Date
Oct 4, 2024, 12:30 pm1:30 pm
Location
Bendheim House 103

Details

Event Description

Abstract: Language models (LMs) trained on large-scale internet data form the backbone of modern AI systems. While scaling pretraining data sizes has been the primary focus of the model development, this approach alone does not address several critical issues. For example, LMs often suffer from hallucinations, are difficult to update with new knowledge, and pose significant copyright and privacy risks. In this talk, I will explore factors important for building trustworthy LMs beyond data scaling. First, I will discuss how to detect the pretraining data of black-box LMs, taking steps towards data transparency. Next, I will present retrieval-augmented LMs, a family of models that maintain access to data during inference to enhance reliability. Finally, I will examine the impact of data ordering in pretraining datasets and its implications for model performance.

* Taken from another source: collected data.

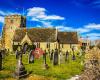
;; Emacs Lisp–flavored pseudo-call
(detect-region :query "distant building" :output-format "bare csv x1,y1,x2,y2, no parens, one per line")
2,15,79,52
79,37,90,47
95,40,100,46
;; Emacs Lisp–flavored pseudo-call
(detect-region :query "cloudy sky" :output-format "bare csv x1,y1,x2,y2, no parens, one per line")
0,0,100,40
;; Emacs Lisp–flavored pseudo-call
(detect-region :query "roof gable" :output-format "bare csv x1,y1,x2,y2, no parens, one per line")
21,32,32,45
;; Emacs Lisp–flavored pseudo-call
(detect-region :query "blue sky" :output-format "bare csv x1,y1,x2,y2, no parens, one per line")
0,0,100,40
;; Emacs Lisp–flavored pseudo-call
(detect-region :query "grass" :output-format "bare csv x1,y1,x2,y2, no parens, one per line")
0,52,84,80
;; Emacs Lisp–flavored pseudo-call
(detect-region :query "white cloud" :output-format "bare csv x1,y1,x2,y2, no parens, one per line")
27,7,65,21
89,36,100,40
76,28,90,33
87,33,100,37
31,18,39,21
56,26,74,31
0,16,4,23
0,10,20,16
43,15,64,20
55,25,100,40
85,23,100,29
27,7,46,17
41,21,53,27
81,33,100,40
55,26,90,33
0,11,6,15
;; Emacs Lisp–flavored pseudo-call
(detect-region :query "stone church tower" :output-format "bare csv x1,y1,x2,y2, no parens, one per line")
3,15,26,51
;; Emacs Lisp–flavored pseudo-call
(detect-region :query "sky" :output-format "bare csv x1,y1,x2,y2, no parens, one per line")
0,0,100,40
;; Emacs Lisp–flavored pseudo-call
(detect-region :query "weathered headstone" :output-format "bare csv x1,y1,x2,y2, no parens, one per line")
72,47,76,60
59,52,65,64
50,49,54,61
43,50,49,69
14,47,27,79
59,51,64,64
29,50,34,63
53,49,58,65
0,50,2,70
72,54,76,60
65,51,69,61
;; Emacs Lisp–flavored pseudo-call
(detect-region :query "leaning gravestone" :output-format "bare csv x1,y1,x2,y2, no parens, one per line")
14,50,27,79
0,50,2,70
78,47,100,80
53,49,58,65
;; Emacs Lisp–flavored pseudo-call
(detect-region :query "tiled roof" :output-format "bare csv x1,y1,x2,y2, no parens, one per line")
58,32,78,44
13,28,78,44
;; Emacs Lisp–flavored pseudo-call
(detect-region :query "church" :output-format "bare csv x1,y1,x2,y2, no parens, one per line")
2,15,79,52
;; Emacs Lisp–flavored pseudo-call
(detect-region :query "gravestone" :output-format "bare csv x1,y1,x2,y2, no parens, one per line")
53,49,58,65
0,50,2,70
65,51,69,61
14,48,27,79
59,52,65,64
43,50,49,69
29,50,34,63
72,54,76,60
72,47,76,60
50,50,54,61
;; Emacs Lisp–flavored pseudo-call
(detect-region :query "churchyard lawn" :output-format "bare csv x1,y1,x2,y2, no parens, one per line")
0,52,84,80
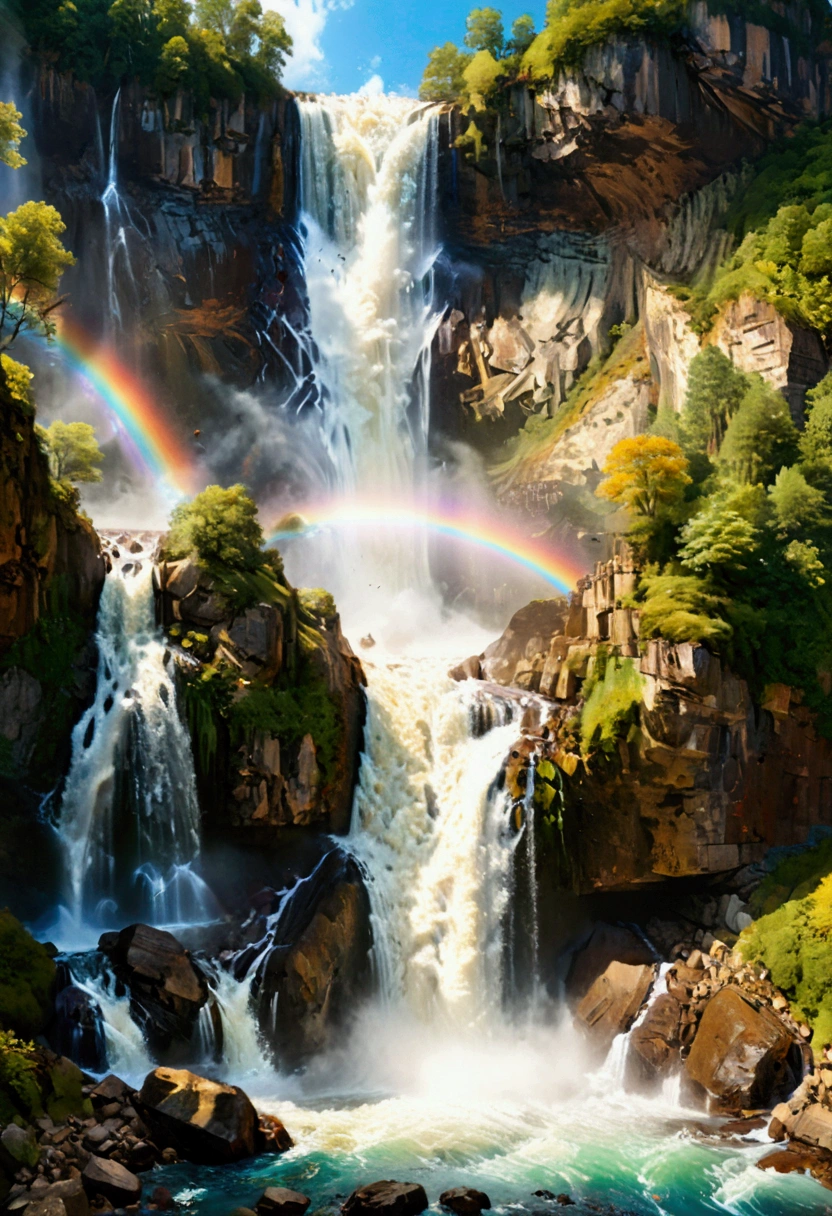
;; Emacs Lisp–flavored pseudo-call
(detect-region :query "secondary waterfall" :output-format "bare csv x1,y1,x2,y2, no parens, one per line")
292,96,441,602
54,537,217,944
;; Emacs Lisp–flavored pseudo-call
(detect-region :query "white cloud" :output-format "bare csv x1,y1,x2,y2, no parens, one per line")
356,72,384,96
264,0,353,89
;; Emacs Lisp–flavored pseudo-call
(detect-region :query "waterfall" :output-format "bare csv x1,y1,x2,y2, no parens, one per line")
100,88,140,335
291,96,442,603
54,537,218,945
347,657,528,1027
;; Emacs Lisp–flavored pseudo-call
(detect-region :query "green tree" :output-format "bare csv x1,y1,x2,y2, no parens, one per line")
194,0,233,36
718,378,800,485
156,34,191,94
682,346,748,455
507,12,535,54
678,500,760,577
227,0,260,57
419,42,472,101
634,572,732,647
801,372,832,462
165,483,264,571
0,103,26,170
464,6,504,56
152,0,190,39
41,421,104,483
255,10,291,74
596,434,691,517
464,49,503,104
0,201,76,352
768,464,827,536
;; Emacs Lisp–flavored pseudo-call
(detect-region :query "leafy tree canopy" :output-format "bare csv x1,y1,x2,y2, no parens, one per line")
717,377,800,485
0,103,26,170
464,6,505,55
40,421,104,484
682,345,747,455
164,483,264,571
0,201,76,354
597,434,691,517
420,42,473,102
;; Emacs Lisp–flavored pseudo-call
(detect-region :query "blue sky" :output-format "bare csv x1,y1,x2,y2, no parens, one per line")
267,0,547,94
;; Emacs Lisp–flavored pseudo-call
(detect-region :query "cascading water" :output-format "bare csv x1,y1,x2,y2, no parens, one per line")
289,96,441,604
101,89,141,335
53,536,218,945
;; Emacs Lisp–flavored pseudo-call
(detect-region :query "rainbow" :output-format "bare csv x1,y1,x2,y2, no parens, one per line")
45,318,197,495
267,499,586,594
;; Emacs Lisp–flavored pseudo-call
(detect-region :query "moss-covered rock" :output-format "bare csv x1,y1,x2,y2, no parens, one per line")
0,912,55,1039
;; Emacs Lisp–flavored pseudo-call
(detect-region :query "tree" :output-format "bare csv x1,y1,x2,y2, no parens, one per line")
255,10,292,75
768,465,827,535
41,421,104,483
596,435,691,517
0,103,26,170
464,6,504,56
718,378,800,485
682,346,748,455
165,484,264,571
227,0,261,57
156,35,191,94
507,13,535,54
463,49,503,105
194,0,234,36
152,0,190,40
0,202,76,353
801,373,832,462
419,42,472,102
679,500,760,576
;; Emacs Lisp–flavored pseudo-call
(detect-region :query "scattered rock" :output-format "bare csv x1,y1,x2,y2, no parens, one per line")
81,1158,141,1207
255,1188,310,1216
439,1188,491,1214
137,1068,269,1164
342,1182,429,1216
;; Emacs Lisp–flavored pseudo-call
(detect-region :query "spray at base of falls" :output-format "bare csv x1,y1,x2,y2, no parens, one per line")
54,539,219,948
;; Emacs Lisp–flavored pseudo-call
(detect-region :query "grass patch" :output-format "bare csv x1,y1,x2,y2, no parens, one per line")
579,653,645,755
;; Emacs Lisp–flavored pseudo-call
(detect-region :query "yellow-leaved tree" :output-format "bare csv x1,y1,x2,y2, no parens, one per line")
596,435,691,517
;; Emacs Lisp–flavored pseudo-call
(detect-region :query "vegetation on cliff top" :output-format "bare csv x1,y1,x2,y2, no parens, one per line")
14,0,292,108
597,347,832,724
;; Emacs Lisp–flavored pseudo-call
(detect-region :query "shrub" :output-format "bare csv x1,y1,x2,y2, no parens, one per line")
164,483,264,572
634,572,732,647
0,911,55,1038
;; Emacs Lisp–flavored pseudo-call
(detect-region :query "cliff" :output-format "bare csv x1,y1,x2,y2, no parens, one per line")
459,560,832,894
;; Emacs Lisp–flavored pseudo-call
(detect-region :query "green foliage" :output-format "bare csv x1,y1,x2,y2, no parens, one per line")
0,912,55,1039
40,420,103,484
1,355,34,414
0,201,75,355
579,655,644,755
463,49,504,106
678,498,760,578
164,483,264,573
0,103,26,170
749,837,832,918
634,572,732,647
228,666,338,783
802,372,832,462
507,13,536,53
181,664,233,772
717,377,799,485
0,1032,41,1128
298,588,336,619
522,0,686,83
682,346,747,454
464,6,504,55
13,0,291,107
597,434,691,517
768,464,827,536
740,871,832,1051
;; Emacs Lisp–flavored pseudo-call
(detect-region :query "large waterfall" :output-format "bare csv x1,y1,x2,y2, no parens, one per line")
54,538,217,945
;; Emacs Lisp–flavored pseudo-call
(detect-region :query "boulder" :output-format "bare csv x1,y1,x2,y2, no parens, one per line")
1,1124,39,1168
22,1197,67,1216
479,599,569,688
342,1183,429,1216
256,1189,310,1216
41,1177,90,1216
575,961,655,1051
625,993,682,1088
99,924,207,1056
89,1075,130,1105
566,924,657,1002
685,987,795,1112
790,1104,832,1153
439,1189,491,1214
137,1067,277,1164
81,1158,141,1207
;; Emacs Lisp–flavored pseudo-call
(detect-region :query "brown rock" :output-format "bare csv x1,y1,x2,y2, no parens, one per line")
575,961,655,1051
566,924,657,1002
626,993,682,1088
255,1188,310,1216
258,1115,293,1153
90,1077,129,1106
81,1159,141,1207
342,1183,428,1216
685,987,795,1112
439,1188,491,1214
479,599,569,688
137,1068,263,1164
41,1178,90,1216
791,1104,832,1153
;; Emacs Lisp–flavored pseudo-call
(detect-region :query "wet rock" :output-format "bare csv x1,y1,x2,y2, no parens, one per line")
448,656,481,682
137,1067,275,1164
439,1188,491,1214
479,599,569,688
575,961,655,1051
99,924,207,1057
258,1114,293,1153
342,1182,429,1216
255,1188,310,1216
626,993,682,1088
41,1177,90,1216
1,1126,39,1169
89,1076,130,1106
22,1196,67,1216
566,924,657,1002
81,1158,141,1207
150,1187,177,1211
685,987,795,1112
226,605,283,676
51,986,108,1074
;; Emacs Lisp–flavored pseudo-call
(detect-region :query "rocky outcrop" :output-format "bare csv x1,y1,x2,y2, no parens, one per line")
136,1067,290,1164
156,557,365,836
575,960,656,1052
470,559,832,892
98,924,209,1060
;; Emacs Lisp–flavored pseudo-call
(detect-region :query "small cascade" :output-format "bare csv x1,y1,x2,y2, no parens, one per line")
100,89,141,334
290,96,442,604
595,963,677,1097
346,658,529,1027
54,537,219,944
63,955,154,1084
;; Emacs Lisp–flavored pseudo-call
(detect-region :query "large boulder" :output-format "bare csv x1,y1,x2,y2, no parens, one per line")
342,1183,428,1216
478,599,569,690
256,1189,310,1216
137,1067,290,1164
685,987,795,1112
81,1158,142,1207
566,923,658,1002
574,961,655,1051
99,924,207,1057
625,993,682,1089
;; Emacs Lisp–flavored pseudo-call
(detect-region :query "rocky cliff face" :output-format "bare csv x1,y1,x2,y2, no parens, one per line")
459,560,832,894
0,374,105,918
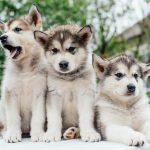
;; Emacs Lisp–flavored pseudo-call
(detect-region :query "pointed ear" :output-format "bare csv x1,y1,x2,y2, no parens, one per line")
0,21,5,31
92,54,108,79
78,25,92,42
26,5,42,30
34,31,48,47
141,63,150,80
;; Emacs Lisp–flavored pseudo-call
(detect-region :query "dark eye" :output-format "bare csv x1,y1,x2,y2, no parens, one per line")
67,47,76,54
13,27,22,33
133,73,138,79
115,72,124,78
51,48,59,54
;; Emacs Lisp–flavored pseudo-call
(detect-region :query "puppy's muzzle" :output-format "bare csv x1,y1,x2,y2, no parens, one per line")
0,35,22,59
59,60,69,71
0,35,8,45
127,84,136,95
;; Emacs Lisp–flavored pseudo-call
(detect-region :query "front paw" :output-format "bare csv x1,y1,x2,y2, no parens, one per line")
63,127,80,140
4,131,21,143
43,131,61,142
80,129,101,142
31,131,44,142
124,132,146,147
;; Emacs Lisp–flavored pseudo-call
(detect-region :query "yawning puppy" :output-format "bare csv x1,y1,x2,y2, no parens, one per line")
94,54,150,146
34,24,101,142
0,5,47,143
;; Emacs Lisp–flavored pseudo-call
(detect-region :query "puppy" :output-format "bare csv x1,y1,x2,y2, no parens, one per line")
0,5,47,143
93,54,150,146
34,24,101,142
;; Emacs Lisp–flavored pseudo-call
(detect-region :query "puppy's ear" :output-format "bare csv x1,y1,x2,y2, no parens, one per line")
141,63,150,80
34,31,48,47
0,21,5,31
78,25,92,43
26,5,42,30
93,54,108,79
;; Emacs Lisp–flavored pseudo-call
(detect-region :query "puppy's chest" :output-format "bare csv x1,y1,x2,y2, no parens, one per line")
101,104,143,130
130,109,144,130
116,108,143,129
62,89,77,111
62,89,78,128
49,79,78,127
20,76,40,100
7,74,45,105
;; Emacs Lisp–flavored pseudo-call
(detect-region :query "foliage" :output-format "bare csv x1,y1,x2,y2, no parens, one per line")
0,0,87,28
87,0,132,57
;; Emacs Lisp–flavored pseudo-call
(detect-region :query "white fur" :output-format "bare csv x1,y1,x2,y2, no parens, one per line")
44,54,101,142
96,93,150,145
0,18,46,143
95,55,150,146
34,25,101,142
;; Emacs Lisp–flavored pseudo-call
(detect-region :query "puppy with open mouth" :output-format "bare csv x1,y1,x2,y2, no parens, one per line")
93,54,150,147
34,24,101,142
0,5,47,143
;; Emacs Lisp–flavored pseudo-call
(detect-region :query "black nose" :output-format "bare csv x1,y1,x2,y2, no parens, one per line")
127,84,136,93
0,35,8,44
59,60,69,70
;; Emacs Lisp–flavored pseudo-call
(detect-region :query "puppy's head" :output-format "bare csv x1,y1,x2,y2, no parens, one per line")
93,54,150,102
0,5,42,62
34,24,92,73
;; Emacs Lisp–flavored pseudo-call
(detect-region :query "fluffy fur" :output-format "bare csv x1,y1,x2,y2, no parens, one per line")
0,5,47,143
94,54,150,146
34,24,101,142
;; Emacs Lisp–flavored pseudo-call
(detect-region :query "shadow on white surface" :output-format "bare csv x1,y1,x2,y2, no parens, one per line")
0,137,150,150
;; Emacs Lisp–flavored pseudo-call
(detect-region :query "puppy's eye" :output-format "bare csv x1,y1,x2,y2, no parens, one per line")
133,73,138,79
115,73,124,78
51,48,59,54
13,27,22,33
67,47,76,54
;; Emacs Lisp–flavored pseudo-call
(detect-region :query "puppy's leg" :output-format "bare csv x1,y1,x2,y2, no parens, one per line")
3,93,21,143
141,121,150,142
106,125,146,146
30,93,45,142
0,101,6,134
63,127,80,140
43,92,62,142
77,90,101,142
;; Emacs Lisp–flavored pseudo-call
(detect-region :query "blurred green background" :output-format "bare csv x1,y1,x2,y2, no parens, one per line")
0,0,150,96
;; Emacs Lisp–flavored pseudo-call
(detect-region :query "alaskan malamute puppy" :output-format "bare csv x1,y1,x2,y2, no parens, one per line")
34,25,101,142
93,54,150,146
0,5,47,143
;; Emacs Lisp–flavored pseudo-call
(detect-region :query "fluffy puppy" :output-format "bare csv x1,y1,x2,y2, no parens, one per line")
0,5,47,142
34,24,101,142
94,54,150,147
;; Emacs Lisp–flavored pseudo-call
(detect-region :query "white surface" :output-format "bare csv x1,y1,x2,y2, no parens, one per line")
0,138,150,150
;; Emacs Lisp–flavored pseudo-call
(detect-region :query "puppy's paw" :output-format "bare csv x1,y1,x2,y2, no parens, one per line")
31,131,44,142
63,127,80,140
4,131,21,143
43,131,61,142
81,129,101,142
125,132,146,147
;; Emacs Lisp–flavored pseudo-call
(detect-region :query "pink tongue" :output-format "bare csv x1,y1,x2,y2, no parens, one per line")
10,49,17,58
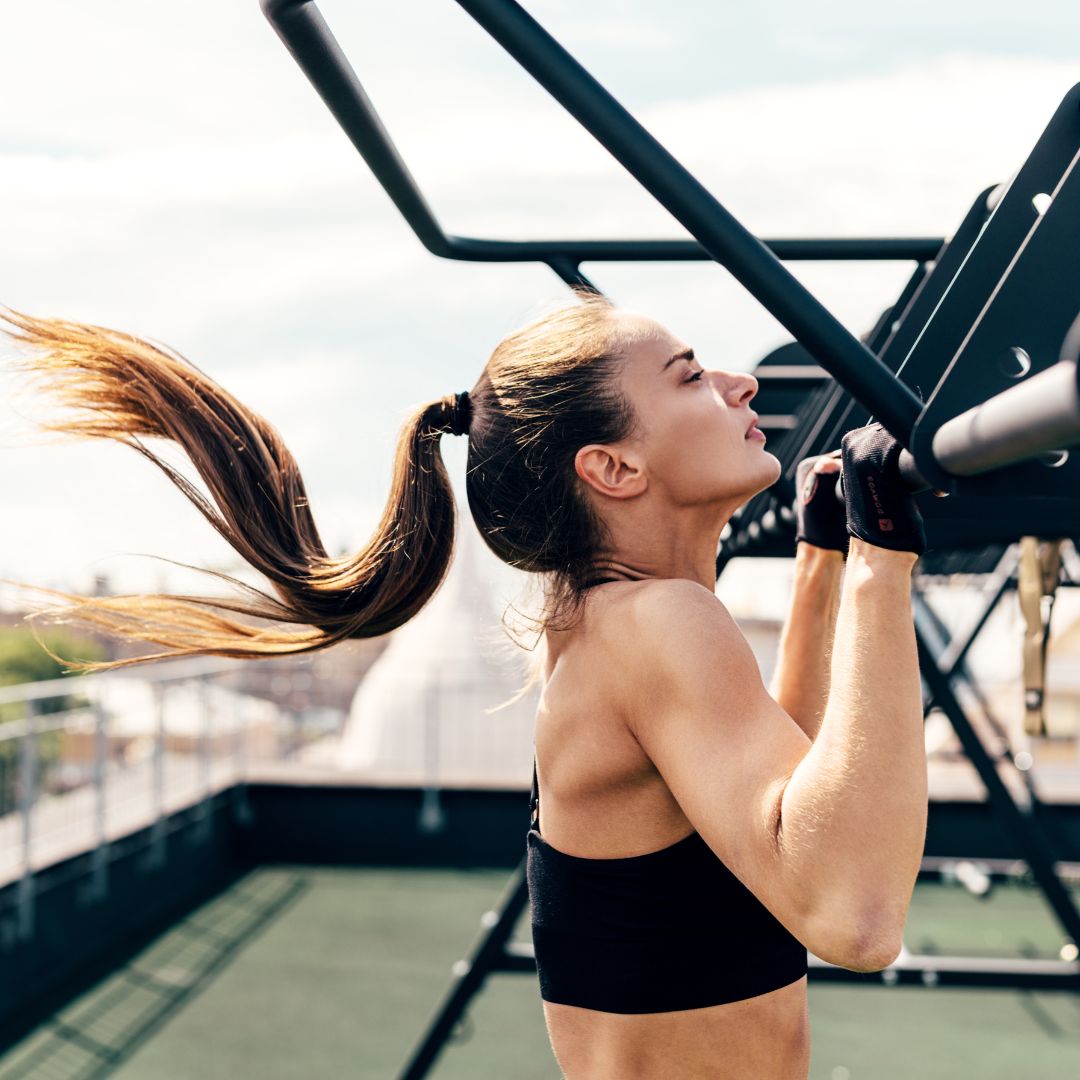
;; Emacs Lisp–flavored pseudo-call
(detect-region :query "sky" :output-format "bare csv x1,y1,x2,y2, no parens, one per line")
3,0,1080,624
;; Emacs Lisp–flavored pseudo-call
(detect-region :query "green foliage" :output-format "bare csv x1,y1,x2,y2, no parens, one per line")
0,627,109,814
0,626,107,719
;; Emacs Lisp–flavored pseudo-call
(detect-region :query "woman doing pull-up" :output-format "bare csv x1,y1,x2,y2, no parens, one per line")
0,289,927,1079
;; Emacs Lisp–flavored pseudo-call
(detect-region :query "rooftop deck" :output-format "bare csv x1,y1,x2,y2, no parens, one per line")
3,649,1080,1078
2,862,1079,1079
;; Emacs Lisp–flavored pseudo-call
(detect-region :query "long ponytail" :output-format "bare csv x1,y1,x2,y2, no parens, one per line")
1,306,468,674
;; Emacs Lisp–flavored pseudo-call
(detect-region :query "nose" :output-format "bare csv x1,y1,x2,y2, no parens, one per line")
712,369,758,407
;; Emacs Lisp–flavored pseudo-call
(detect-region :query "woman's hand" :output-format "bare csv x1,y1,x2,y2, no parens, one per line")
840,423,927,556
794,450,847,554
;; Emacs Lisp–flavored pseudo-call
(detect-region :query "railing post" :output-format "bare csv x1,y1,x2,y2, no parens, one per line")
147,681,166,869
195,675,213,843
231,692,254,828
17,700,38,942
85,692,110,902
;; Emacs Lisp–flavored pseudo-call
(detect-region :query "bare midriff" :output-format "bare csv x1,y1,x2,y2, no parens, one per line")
536,580,811,1080
542,976,809,1080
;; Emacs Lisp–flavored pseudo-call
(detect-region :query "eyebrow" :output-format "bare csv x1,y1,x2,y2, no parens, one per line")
660,347,695,373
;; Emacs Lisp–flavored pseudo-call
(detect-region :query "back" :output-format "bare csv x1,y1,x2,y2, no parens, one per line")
530,578,808,1014
534,578,694,860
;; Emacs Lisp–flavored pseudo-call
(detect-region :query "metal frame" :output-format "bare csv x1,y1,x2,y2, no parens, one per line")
260,0,937,440
912,550,1080,948
258,9,941,280
255,4,1080,1076
260,0,1080,483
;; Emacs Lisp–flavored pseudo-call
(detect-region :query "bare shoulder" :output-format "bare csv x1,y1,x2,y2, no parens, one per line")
605,577,745,664
592,577,749,721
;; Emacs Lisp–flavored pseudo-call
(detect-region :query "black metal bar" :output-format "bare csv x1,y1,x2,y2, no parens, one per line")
931,359,1080,476
259,0,929,441
544,257,598,292
456,236,945,264
398,864,530,1080
259,7,941,265
912,568,1039,803
450,0,925,442
915,626,1080,949
932,548,1019,678
805,953,1080,989
260,0,455,257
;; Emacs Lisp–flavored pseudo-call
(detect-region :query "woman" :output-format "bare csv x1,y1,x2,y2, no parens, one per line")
0,290,927,1078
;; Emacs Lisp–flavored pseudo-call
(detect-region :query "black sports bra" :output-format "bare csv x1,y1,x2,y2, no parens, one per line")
525,576,808,1014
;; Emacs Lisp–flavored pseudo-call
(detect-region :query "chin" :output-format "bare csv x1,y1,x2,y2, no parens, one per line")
758,449,782,484
746,453,782,498
707,450,782,506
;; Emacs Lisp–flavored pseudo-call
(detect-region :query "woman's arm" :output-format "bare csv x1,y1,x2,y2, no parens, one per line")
768,542,844,741
628,427,927,969
777,537,926,958
623,541,925,969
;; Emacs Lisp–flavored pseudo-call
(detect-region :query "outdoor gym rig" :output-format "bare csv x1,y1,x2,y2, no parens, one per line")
258,1,1080,1076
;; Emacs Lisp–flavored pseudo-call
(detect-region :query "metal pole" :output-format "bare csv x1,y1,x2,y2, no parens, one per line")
930,359,1080,476
88,693,109,901
451,0,925,442
149,681,166,869
259,0,926,440
915,628,1080,949
398,865,530,1080
419,679,446,835
232,692,254,829
196,676,213,843
17,701,37,941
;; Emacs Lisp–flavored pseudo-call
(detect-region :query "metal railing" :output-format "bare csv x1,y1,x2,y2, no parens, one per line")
0,657,283,943
0,645,543,942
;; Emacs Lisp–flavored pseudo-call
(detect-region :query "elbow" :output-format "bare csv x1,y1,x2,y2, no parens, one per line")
805,910,904,973
838,927,903,973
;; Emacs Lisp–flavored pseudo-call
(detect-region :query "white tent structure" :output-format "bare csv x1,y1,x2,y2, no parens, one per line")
336,511,541,787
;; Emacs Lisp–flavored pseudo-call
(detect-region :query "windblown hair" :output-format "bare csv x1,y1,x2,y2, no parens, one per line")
0,288,640,682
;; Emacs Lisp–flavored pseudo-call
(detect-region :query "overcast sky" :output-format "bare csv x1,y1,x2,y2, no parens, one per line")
3,0,1080,622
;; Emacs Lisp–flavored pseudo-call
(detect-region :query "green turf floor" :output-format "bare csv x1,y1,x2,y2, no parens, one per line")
2,865,1078,1079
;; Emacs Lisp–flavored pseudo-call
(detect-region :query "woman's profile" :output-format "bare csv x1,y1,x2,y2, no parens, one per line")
0,289,928,1079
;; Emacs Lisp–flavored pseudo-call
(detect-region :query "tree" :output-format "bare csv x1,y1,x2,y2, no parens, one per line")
0,627,108,814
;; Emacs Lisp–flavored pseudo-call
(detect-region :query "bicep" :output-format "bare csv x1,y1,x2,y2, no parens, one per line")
624,582,814,925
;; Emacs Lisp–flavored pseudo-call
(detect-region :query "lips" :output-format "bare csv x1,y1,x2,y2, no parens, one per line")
745,413,760,438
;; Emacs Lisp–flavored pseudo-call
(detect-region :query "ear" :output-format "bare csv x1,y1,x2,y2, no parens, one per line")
574,443,647,500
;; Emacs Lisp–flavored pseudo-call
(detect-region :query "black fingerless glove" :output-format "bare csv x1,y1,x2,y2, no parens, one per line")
840,423,926,555
794,451,847,553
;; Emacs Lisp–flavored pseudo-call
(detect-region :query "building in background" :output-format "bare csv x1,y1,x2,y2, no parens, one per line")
337,513,541,787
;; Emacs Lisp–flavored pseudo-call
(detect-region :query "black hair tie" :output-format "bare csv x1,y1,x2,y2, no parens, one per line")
442,390,472,437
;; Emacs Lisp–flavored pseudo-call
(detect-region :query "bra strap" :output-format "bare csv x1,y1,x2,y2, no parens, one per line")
581,576,620,588
530,755,539,830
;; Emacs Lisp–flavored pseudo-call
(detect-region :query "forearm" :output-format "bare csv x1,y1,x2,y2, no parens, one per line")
768,543,844,741
777,538,927,948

Bio: Weijia Shi is a Ph.D. student at the University of Washington. Her research focuses on LM pretraining and retrieval-augmented models. She also studies multimodal reasoning and investigates copyright and privacy risks associated with LMs. She won an outstanding paper award at ACL 24 and was named as machine learning rising star in 2023. She has co-organized multiple workshops including Long-Context Foundation Models at ICML 24 and Knowledge Augmented Methods for NLP at ACL 24 and KDD 23.